The Direct Link Between Turkey's Earthquake Toll And Global Real Estate Markets

The shoddy homes that collapse on their inhabitants in Turkey's recent earthquake were badly, and hastily, built as part of a worldwide real-estate fever typically fueled by greedy governments indifferent to safety norms and common sense.

-Analysis-

There is bitter irony in an earthquake striking a zone already decimated by terrorism and war, where the vulnerable must suffer from natural destruction on top of their rulers' cruelty or, at best, cynical indifference. Under such calamitous conditions, how is one to interpret the observation of Turkish President Recep Tayyip Erdogan that the February quakes that killed more than 40,000 were fate's work?

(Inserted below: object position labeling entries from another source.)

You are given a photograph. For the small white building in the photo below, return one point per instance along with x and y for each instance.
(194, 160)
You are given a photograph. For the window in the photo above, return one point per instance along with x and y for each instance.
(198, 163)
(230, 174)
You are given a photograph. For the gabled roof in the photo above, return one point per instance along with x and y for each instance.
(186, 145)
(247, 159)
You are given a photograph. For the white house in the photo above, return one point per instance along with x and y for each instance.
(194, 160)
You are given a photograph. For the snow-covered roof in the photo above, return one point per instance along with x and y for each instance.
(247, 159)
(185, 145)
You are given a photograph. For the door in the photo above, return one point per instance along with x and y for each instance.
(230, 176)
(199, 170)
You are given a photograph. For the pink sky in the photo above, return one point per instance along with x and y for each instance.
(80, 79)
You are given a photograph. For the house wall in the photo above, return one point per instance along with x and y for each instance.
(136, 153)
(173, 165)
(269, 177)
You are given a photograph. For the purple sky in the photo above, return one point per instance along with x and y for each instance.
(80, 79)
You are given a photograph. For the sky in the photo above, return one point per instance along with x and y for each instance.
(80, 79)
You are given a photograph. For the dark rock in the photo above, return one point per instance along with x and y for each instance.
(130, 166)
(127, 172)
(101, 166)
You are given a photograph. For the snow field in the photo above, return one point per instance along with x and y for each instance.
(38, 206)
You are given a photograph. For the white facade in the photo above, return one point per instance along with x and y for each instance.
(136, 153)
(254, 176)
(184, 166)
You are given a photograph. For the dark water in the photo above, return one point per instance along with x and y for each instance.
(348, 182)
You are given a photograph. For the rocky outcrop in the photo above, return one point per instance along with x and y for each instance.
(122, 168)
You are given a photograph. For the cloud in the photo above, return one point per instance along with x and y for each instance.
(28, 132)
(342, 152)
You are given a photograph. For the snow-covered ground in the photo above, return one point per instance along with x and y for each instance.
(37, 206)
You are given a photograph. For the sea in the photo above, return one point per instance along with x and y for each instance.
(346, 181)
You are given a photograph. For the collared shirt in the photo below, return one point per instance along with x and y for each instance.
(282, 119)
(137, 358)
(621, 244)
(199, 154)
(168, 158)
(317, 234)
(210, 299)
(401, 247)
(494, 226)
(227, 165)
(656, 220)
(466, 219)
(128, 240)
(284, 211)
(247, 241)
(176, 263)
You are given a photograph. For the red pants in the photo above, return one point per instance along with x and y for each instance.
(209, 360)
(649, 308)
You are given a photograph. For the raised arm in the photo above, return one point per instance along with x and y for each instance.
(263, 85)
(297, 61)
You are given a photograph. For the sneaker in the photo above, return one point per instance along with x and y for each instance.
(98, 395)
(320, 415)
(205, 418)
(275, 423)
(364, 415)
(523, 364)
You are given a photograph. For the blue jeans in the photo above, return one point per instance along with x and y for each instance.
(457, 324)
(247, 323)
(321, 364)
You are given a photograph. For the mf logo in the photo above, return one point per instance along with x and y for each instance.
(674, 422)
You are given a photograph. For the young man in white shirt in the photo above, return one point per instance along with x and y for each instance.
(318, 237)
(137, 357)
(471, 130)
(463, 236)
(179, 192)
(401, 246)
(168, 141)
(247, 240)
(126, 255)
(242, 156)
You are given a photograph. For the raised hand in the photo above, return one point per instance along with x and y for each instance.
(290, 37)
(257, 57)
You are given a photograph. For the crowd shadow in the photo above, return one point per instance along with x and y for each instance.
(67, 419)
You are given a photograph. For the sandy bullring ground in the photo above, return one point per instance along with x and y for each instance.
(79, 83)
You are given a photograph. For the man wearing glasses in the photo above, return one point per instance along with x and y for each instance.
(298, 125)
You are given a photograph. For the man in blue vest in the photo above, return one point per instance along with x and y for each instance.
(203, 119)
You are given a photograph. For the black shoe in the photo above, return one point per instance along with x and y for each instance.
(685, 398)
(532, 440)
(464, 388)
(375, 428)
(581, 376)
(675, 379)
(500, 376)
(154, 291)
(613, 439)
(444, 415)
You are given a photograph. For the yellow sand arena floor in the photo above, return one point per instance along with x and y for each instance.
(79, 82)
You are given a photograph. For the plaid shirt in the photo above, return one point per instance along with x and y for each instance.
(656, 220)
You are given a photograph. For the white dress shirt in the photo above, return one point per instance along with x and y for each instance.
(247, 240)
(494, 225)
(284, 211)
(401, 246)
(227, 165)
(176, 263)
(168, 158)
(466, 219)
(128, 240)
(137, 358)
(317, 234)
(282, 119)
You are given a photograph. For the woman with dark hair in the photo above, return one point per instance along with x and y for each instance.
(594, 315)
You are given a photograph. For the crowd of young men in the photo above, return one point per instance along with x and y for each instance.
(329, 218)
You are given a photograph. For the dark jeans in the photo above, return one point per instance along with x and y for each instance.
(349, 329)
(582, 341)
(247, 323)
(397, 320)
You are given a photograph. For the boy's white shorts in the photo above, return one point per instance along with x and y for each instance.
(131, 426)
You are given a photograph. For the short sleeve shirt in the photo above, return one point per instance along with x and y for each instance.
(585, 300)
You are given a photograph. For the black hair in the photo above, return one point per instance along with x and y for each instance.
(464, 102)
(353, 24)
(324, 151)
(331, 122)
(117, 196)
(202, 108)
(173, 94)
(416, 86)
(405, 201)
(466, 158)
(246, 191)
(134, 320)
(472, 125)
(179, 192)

The countries hit, Turkey and Syria, lie on a seismic powder keg. They have shaken before and will keep shaking, and nothing can be done about that. But much can be done to prevent the natural vulnerabilities that threaten so many countries becoming disasters of Biblical proportions. Something can always be done to mitigate the harm of even a 7.8-level quake and its aftershocks striking at the end of a freezing winter night.

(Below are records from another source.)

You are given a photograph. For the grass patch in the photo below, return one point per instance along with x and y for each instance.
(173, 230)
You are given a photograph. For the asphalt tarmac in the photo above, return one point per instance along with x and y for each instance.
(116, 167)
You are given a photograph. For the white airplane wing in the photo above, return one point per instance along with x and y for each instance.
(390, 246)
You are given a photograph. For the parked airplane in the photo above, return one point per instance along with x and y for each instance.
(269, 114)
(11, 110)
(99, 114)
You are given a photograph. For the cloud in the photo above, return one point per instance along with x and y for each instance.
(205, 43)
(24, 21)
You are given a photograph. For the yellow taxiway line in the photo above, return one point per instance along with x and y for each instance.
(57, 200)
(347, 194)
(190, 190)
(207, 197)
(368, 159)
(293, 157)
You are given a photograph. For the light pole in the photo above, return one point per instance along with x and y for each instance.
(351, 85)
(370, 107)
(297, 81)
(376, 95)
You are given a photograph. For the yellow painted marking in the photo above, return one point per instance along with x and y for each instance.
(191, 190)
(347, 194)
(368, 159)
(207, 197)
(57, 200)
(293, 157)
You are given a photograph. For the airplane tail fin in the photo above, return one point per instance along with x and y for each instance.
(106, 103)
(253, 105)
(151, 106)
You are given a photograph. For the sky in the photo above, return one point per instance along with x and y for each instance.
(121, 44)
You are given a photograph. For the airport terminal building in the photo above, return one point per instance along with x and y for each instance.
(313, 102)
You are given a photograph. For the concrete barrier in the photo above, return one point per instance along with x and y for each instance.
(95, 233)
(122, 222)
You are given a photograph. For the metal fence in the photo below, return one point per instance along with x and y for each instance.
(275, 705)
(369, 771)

Talking of the clash of tectonic plates is confusing, as the scale can boggle the mind. But it refers to the movements of vast plaques, 70 kilometers thick, that rub against each other while shifting in opposing directions. Even without a cataclysm like the earthquakes, such movements can push up the ground a few centimeters a year to form mountain ranges over millions of years.

In this process, rocks on their edges accumulate enormous amounts of pressure that are suddenly released in quakes as they snap, before moving.

Our short time on this planet has amply shown the impact of a shifting earth on our fragile civilization and socio-economic organization.

And while science has evolved and can better predict earthquakes, it has yet to do it well enough to allow for a city's evacuation.